Cette cour intérieure était la boîte qui renfermait et cachait à tous les yeux la seconde maison.
La chambre à laquelle conduisait cet escalier était évidemment une chambre d’homme. Les descentes de lit et les tapis placés devant les fauteuils et les canapés étaient des plus magnifiques fourrures que fournissent l’Afrique et l’Inde. C’étaient des peaux de lion, de tigre et de panthère, aux yeux étincelants et aux dents encore menaçantes; les murailles, tendues en cuir de Cordoue, du dessin le plus large et le plus harmonieux, étaient décorées d’armes de toute espèce, depuis le tomahawk du Huron jusqu’au criss du Malais, depuis l’épée en croix des anciens chevaliers jusqu’au cangiar de l’Arabe, depuis l’arquebuse incrustée d’ivoire du XVIe jusqu’au fusil damasquiné d’or du XVIIIe.
On eût inutilement cherché à cette chambre une issue autre que celle de l’escalier; peut-être y en avait-il une ou plusieurs, mais inconnues, mais invisibles.

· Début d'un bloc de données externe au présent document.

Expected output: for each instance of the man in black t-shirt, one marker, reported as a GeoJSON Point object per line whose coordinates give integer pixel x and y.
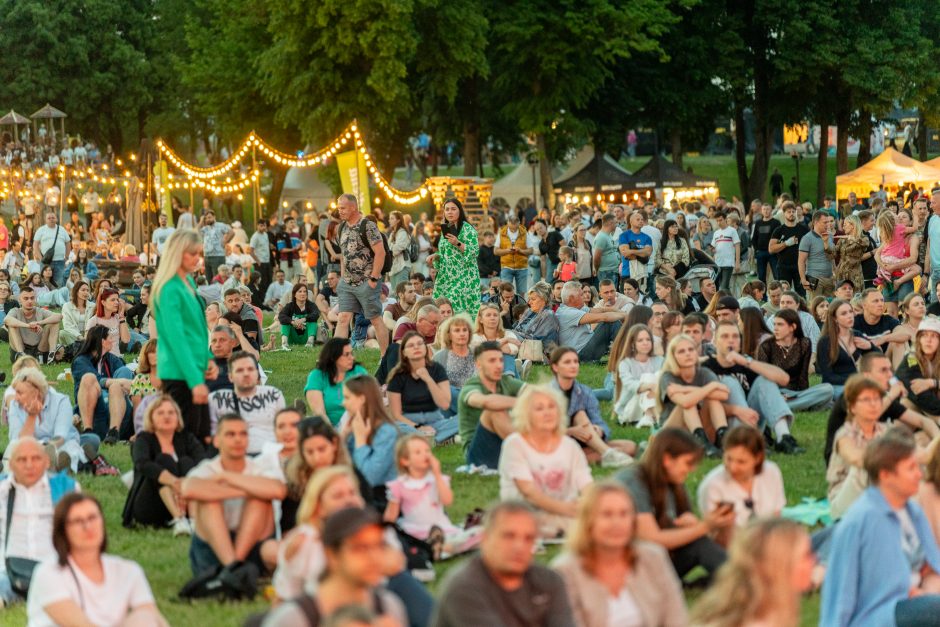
{"type": "Point", "coordinates": [763, 230]}
{"type": "Point", "coordinates": [754, 388]}
{"type": "Point", "coordinates": [784, 243]}
{"type": "Point", "coordinates": [895, 405]}
{"type": "Point", "coordinates": [874, 324]}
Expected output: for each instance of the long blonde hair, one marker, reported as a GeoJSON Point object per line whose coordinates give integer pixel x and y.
{"type": "Point", "coordinates": [579, 540]}
{"type": "Point", "coordinates": [321, 480]}
{"type": "Point", "coordinates": [755, 581]}
{"type": "Point", "coordinates": [181, 241]}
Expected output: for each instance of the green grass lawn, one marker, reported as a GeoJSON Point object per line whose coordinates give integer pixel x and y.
{"type": "Point", "coordinates": [165, 560]}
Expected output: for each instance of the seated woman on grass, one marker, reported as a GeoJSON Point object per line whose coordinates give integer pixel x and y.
{"type": "Point", "coordinates": [584, 422]}
{"type": "Point", "coordinates": [298, 319]}
{"type": "Point", "coordinates": [746, 479]}
{"type": "Point", "coordinates": [324, 388]}
{"type": "Point", "coordinates": [419, 391]}
{"type": "Point", "coordinates": [691, 395]}
{"type": "Point", "coordinates": [538, 463]}
{"type": "Point", "coordinates": [664, 509]}
{"type": "Point", "coordinates": [163, 453]}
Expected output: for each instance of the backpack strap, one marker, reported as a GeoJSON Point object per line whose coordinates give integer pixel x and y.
{"type": "Point", "coordinates": [308, 605]}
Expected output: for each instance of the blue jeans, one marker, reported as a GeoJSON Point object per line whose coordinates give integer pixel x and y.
{"type": "Point", "coordinates": [806, 400]}
{"type": "Point", "coordinates": [599, 344]}
{"type": "Point", "coordinates": [613, 275]}
{"type": "Point", "coordinates": [509, 365]}
{"type": "Point", "coordinates": [764, 397]}
{"type": "Point", "coordinates": [444, 428]}
{"type": "Point", "coordinates": [58, 272]}
{"type": "Point", "coordinates": [520, 276]}
{"type": "Point", "coordinates": [763, 257]}
{"type": "Point", "coordinates": [917, 612]}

Un domestique allemand, de vingt-cinq à trente ans, le seul qu’on eût vu depuis plusieurs jours errer dans la vaste maison, referma au verrou la porte cochère, et, ouvrant la porte de la voiture pendant que le cocher impassible dételait déjà les chevaux, il tira du carrosse Lorenza endormie et la porta entre ses bras jusqu’à l’antichambre; là, il la déposa sur une table couverte d’un tapis rouge et abaissa sur ses pieds, avec discrétion, le long voile blanc qui enveloppait la jeune femme.
Puis il sortit pour aller allumer aux lanternes de la voiture un chandelier à sept branches qu’il rapporta tout enflammé.

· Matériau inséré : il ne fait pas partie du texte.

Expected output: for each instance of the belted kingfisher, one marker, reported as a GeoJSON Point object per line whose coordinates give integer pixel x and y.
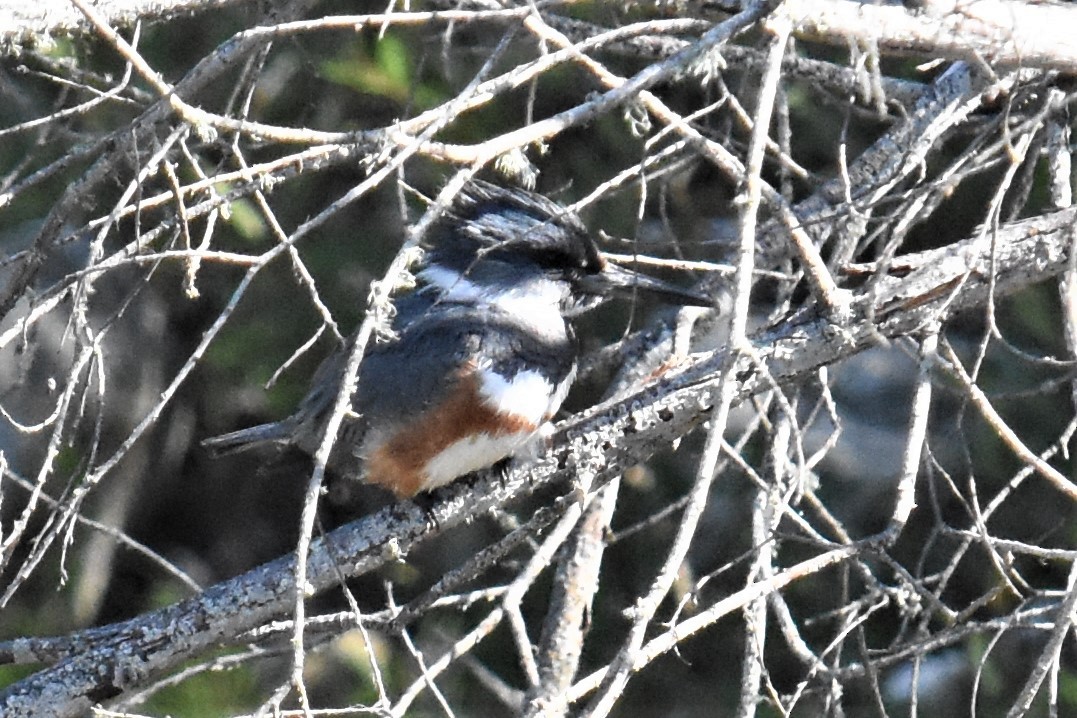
{"type": "Point", "coordinates": [483, 352]}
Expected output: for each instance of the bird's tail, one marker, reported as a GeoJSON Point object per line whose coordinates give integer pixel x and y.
{"type": "Point", "coordinates": [246, 438]}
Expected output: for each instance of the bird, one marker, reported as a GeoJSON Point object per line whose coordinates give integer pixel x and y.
{"type": "Point", "coordinates": [481, 353]}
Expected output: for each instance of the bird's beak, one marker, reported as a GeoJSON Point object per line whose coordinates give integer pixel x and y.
{"type": "Point", "coordinates": [619, 280]}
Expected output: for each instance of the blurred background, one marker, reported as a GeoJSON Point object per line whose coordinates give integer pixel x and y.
{"type": "Point", "coordinates": [105, 347]}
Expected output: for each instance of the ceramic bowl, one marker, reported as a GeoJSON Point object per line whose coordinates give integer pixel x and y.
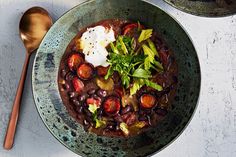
{"type": "Point", "coordinates": [65, 128]}
{"type": "Point", "coordinates": [209, 8]}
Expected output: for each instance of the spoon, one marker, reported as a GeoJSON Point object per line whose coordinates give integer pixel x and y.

Mais, pendant cet intervalle, si court qu’il eût été, Lorenza avait disparu.
En effet, derrière le valet de chambre, le comte de Fœnix était entré; il avait pris Lorenza entre ses bras à son tour; il l’avait portée par la porte dérobée et par l’escalier secret dans la chambre des armes, après avoir avec soin refermé les deux portes derrière lui.

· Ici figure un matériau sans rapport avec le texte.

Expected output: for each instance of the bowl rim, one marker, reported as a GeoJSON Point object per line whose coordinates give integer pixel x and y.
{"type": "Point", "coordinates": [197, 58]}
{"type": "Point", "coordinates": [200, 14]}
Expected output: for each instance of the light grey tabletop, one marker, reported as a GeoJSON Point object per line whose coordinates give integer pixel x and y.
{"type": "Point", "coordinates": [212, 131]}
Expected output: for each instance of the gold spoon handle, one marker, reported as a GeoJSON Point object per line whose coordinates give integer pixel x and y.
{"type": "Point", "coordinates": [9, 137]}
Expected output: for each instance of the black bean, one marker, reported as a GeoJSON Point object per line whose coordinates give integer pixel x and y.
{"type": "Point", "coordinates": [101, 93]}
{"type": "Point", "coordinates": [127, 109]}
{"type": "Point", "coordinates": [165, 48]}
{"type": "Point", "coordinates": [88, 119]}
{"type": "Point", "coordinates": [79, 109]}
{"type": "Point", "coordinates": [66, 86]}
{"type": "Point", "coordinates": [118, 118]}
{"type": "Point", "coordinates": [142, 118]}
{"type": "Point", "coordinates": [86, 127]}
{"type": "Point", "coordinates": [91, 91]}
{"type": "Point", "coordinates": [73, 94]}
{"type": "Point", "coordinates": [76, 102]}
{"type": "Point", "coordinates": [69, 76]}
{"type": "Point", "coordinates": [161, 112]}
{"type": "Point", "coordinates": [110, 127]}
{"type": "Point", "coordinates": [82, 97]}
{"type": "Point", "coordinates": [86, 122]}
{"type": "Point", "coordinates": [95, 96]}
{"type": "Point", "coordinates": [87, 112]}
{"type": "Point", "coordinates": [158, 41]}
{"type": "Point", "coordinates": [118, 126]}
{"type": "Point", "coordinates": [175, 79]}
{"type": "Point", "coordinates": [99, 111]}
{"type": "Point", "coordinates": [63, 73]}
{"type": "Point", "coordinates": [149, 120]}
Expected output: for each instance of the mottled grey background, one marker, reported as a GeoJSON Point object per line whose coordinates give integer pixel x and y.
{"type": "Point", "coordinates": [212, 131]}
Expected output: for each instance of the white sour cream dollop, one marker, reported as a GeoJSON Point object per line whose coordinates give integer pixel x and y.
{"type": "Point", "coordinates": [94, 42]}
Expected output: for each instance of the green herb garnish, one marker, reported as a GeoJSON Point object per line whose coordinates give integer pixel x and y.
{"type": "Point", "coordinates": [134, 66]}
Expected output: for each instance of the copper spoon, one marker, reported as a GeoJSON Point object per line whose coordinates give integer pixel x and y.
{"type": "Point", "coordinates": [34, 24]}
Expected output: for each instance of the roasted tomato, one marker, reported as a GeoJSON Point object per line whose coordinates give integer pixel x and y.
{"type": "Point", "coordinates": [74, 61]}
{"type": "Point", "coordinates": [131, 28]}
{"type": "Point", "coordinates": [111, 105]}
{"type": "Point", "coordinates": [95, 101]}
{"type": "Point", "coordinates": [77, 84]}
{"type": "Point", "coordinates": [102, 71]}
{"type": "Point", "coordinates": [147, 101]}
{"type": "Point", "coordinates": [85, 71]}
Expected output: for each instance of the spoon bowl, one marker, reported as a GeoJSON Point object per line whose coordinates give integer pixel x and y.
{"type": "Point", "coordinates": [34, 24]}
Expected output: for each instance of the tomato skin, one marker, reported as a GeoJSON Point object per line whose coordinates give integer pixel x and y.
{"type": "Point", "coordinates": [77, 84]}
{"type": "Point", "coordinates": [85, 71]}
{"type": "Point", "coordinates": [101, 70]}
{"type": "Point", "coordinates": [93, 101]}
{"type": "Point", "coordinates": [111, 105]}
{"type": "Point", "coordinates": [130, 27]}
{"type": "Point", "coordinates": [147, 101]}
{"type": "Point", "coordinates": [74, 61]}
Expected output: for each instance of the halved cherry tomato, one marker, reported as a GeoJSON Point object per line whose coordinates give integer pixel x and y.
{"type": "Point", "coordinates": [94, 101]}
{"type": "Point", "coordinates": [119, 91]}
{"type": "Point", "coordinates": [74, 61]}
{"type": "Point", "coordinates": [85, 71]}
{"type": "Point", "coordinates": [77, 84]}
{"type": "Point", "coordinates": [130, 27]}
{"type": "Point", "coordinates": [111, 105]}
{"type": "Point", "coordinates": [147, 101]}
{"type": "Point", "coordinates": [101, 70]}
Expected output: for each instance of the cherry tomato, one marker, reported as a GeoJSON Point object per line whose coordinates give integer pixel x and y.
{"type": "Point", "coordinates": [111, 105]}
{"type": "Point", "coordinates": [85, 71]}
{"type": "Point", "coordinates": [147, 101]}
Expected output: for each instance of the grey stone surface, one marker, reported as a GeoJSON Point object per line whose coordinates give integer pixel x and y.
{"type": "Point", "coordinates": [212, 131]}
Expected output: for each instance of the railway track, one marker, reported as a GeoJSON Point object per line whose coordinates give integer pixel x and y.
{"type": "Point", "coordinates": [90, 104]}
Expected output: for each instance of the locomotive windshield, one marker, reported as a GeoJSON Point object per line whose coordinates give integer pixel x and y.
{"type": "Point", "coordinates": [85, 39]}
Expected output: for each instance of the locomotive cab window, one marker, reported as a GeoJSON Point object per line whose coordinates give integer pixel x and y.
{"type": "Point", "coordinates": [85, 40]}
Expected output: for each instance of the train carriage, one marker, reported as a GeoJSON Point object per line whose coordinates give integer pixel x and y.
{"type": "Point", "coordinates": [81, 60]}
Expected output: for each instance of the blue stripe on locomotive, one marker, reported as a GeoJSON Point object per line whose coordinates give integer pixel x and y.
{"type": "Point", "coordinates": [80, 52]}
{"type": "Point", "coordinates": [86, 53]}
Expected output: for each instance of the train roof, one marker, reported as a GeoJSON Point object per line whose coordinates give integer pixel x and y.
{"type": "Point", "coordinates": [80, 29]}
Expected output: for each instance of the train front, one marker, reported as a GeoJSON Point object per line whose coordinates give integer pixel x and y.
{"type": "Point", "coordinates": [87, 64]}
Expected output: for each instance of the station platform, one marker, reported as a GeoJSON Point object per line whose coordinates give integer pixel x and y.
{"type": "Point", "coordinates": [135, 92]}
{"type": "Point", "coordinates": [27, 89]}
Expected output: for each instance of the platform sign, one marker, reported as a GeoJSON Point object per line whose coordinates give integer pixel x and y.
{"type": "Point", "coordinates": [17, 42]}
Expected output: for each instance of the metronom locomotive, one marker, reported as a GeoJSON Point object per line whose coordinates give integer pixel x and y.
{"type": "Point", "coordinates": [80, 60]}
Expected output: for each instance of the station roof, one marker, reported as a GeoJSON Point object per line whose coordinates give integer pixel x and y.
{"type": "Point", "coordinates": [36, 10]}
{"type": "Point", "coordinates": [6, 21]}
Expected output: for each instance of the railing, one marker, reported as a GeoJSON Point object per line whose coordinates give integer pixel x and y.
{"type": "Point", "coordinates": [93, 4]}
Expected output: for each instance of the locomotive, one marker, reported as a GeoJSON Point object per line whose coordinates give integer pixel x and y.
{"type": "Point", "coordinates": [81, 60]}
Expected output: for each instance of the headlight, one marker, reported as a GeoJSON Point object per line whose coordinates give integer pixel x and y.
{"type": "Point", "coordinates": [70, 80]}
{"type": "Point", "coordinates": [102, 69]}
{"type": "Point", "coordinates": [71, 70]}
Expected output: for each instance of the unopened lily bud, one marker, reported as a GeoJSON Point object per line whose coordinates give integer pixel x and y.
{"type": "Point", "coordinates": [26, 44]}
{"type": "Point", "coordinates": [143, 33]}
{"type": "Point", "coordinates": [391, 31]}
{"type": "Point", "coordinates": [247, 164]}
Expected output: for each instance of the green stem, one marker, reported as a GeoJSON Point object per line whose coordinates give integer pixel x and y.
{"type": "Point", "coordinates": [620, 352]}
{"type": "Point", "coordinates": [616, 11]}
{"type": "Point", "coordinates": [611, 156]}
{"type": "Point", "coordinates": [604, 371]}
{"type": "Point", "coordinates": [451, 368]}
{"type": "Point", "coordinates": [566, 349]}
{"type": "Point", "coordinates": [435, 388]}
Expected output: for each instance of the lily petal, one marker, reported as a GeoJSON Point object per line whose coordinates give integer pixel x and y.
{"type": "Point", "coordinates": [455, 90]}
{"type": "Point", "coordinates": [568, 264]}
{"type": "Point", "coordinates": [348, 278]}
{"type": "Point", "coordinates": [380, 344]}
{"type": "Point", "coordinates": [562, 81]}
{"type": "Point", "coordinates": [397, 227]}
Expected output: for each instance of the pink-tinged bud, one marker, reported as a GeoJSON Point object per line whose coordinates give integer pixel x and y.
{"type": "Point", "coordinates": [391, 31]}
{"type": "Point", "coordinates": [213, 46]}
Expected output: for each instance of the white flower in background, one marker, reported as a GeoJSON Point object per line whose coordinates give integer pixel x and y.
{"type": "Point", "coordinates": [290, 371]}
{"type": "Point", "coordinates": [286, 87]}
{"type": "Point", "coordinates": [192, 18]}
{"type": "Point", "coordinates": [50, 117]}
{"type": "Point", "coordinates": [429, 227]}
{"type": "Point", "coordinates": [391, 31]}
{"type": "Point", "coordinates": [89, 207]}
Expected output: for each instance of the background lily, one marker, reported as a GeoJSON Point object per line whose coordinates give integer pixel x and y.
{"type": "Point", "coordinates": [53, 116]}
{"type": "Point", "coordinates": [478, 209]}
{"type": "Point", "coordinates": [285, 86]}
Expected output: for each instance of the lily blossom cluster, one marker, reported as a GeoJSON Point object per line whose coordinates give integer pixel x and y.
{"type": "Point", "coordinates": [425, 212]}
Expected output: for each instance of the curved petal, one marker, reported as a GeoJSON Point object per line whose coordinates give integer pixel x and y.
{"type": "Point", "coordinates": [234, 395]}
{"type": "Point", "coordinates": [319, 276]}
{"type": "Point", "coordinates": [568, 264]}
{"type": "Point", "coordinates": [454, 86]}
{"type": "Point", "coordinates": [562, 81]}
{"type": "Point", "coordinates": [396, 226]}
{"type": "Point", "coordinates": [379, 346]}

Une fois là, du bout du pied, il pressa un ressort placé dans l’angle de la cheminée à haut manteau. Aussitôt une porte, qui n’était autre que la plaque de cette cheminée, roula sur deux gonds silencieux, et le comte, passant sous le chambranle, disparut, refermant avec le pied, comme il l’avait ouverte, cette porte mystérieuse.
De l’autre côté de la cheminée, il avait trouvé un second escalier, et, après avoir monté quinze marches tapissées de velours d’Utrecht, il avait atteint le seuil d’une chambre élégamment tendue de satin broché de fleurs aux couleurs si vives et aux formes si bien dessinées, qu’on eût pu les prendre pour des fleurs naturelles.
Le meuble pareil était de bois doré; deux grandes armoires d’écaille incrustées de cuivre, un clavecin et une toilette en bois de rose, un beau lit tout diapré, des porcelaines de Sèvres, composaient la partie indispensable du mobilier; des chaises, des fauteuils et des sofas, disposés avec symétrie, dans un espace de trente pieds carrés, ornaient le reste de l’appartement, qui, au reste, ne se composait que d’un cabinet de toilette et d’un boudoir attenant à la chambre.
Deux fenêtres masquées par d’épais rideaux donnaient le jour à cette chambre; mais, comme il faisait nuit à cette heure, les rideaux n’avaient rien à cacher.
Le boudoir et le cabinet de toilette n’avaient aucune ouverture. Des lampes consumant une huile parfumée les éclairaient le jour comme la nuit, et, s’enlevant à travers le plafond, étaient entretenues par des mains invisibles.
Dans cette chambre, pas un bruit, pas un souffle; on eût dit être à cent lieues du monde. Seulement, l’or y brillait de tous côtés, de belles peintures souriaient sur les murailles, et de longs cristaux de Bohême, aux facettes chatoyantes, s’illuminaient comme des yeux ardents, lorsque, après avoir déposé Lorenza sur un sofa, le comte, mal satisfait de la lumière tremblante du boudoir, fit jaillir le feu de cet étui d’argent qui avait tant préoccupé Gilbert, et alluma sur la cheminée deux candélabres chargés de bougies roses.